Financial market watchers have observed hedge fund Elliot Management’s boa constrictor-like tendencies when it latches on to its prey.
In this case its victim is BHP Billiton which Elliot accuses of being a mismanaged serial underperformer with a history of poor asset allocation.
In its previous activist investor forays Elliot has proved successful, drawing concessions from Samsung and claiming the scalp of Arconics chief executive Klaus Kleinfeld. As with BHP, Elliot invested in Samsung and Arconics, using its holdings as platforms on which to mount increasingly vociferous attacks on the companies’ managements and records, and demanding changes aimed at boosting share prices.
In its initial foray just over a month ago, Elliot targeted BHP’s dual-listed structure and suggested a spin-off and US float of the company’s US petroleum assets. In response BHP pointed to a cost of US$1.1bn to undo the dual-listed structure, along with various other criticisms of the Elliot proposals.
In recent days Elliot came back with another set of proposals, one of which tackles Treasurer Scot Morrison’s categorical statement that he wouldn’t allow BHP to have its main listing in the UK.
Elliot’s latest plan calls for an Australian domicile for the company. To unlock BHP’s latent value it proffers a wider menu of options for selling or disposing of the company’s petroleum business, citing the success of the South32 demerger.
In a move that will be hard for BHP to resist, bearing in mind the US$20bn plus it has wasted in buying and heavily investing in underperforming US shale assets, Elliot is calling for an independent review of the petroleum business. This would involve management, shareholders and outside experts with the results openly distributed.
Shortly after Elliot’s latest proposals, BHP chief executive Andrew Mackenzie spoke at a major conference in Barcelona where he unveiled a wide suite of measures – implemented and under investigation – that will turbocharge BHP’s returns.
He said that cost cutting, canny expansions and releases of latent capacity, better productivity in US shale, and better use of technology would lift the company’s output and returns. Implicitly, he conceded that a sale of US shale could be entertained, at the right price.

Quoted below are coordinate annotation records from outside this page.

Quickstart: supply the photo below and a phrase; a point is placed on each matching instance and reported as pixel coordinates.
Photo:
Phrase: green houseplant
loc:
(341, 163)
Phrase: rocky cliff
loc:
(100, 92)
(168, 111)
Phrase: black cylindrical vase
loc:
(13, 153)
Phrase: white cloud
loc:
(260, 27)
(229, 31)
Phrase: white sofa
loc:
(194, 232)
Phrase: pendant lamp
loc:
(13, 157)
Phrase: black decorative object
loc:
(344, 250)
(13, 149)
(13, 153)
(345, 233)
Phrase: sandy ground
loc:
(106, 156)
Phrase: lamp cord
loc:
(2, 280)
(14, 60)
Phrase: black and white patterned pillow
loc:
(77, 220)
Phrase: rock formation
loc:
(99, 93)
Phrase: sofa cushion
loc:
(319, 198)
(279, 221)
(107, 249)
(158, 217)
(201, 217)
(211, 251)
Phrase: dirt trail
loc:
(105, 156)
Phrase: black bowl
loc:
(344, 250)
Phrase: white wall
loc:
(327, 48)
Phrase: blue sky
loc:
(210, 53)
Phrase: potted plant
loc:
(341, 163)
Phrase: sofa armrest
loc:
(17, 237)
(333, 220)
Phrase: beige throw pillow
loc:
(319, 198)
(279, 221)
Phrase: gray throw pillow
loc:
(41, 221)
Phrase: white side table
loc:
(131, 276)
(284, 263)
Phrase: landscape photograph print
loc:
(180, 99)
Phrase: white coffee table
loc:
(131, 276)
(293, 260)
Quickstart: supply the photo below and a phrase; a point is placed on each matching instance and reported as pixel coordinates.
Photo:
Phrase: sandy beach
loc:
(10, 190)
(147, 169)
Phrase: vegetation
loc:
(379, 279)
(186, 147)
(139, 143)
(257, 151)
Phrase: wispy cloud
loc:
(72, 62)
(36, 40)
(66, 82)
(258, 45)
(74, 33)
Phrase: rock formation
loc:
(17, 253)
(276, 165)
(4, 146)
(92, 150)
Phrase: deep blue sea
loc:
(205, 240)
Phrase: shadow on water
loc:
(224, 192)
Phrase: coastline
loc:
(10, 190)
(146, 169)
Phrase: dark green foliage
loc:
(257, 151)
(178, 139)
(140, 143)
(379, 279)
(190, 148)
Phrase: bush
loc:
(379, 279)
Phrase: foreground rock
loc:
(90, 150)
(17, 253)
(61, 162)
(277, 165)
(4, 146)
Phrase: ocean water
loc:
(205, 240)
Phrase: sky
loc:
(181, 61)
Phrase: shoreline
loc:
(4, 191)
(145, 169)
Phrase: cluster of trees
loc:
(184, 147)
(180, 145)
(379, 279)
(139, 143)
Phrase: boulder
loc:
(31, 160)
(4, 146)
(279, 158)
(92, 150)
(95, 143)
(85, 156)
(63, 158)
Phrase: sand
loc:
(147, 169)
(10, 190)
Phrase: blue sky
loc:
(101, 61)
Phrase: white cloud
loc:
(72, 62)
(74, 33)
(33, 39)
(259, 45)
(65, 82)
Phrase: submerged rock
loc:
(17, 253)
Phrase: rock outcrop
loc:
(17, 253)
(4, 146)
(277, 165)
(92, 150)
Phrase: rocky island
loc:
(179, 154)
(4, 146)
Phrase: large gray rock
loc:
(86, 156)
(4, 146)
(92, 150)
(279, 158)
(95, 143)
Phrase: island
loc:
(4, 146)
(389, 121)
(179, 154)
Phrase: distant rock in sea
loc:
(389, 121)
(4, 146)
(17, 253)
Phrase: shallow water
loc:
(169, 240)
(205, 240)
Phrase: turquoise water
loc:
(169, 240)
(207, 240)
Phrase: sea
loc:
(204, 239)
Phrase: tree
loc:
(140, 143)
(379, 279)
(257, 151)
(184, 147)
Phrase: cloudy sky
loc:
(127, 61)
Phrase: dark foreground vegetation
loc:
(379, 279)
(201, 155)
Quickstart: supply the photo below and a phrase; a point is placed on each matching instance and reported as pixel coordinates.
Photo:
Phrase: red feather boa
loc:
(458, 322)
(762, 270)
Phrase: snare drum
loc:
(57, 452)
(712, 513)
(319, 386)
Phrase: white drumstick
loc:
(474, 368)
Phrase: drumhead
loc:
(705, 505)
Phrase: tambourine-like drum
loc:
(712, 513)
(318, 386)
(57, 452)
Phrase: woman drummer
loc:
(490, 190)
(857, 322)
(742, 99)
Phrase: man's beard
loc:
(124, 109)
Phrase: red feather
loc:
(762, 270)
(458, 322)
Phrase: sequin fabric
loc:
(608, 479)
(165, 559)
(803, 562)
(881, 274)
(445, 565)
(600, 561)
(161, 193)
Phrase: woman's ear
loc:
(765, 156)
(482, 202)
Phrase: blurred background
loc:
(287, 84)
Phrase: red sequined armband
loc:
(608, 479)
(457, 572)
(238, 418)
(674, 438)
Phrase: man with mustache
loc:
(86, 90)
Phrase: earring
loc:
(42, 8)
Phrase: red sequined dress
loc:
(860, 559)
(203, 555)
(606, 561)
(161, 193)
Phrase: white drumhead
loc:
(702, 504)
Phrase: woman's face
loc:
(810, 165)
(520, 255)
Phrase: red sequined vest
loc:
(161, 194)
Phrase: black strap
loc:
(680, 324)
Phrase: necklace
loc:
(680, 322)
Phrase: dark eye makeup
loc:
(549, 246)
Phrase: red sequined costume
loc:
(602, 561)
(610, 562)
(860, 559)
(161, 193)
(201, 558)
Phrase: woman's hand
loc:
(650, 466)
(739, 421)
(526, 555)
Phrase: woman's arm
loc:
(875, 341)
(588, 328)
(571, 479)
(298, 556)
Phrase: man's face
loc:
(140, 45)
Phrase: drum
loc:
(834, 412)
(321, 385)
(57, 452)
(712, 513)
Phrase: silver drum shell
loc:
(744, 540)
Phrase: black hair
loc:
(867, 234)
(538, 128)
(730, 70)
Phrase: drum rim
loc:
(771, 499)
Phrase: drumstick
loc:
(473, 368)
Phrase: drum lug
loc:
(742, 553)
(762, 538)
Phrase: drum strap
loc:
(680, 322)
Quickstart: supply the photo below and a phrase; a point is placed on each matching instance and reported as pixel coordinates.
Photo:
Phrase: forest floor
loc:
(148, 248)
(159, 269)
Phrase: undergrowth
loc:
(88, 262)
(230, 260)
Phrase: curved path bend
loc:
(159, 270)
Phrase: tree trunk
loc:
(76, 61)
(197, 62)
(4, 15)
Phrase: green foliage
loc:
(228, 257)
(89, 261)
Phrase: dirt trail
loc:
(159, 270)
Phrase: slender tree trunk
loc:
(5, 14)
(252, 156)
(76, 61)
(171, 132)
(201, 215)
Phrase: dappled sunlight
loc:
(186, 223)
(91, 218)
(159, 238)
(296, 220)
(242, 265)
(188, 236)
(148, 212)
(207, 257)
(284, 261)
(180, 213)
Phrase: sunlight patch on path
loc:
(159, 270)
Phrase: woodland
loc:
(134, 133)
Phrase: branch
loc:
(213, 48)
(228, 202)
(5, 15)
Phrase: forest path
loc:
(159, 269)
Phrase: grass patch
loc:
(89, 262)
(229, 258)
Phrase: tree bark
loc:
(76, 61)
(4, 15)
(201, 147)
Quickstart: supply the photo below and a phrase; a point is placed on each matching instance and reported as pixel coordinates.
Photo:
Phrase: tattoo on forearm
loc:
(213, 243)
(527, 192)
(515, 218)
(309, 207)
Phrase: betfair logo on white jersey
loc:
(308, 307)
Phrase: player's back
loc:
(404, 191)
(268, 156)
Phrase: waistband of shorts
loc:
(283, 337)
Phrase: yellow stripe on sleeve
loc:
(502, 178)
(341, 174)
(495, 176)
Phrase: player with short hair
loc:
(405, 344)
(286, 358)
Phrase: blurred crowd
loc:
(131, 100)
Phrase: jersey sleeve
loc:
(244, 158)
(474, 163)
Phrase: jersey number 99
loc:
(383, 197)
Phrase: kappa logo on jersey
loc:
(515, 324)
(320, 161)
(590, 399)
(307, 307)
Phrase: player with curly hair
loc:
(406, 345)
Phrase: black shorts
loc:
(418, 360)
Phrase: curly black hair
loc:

Where Elliot’s campaign goes from here is anyone’s guess. The firm’s ability to attract other major shareholders into its camp will be crucial, as will the possible arrival of other aggressive hedge funds on BHP’s share register.
For its part, BHP will hope that upcoming production and financial results reflect the optimism of Mackenzie’s Barcelona pitch.
Irrespective, there’ll be no loosening of Elliot’s boa constrictor coils for some time to come.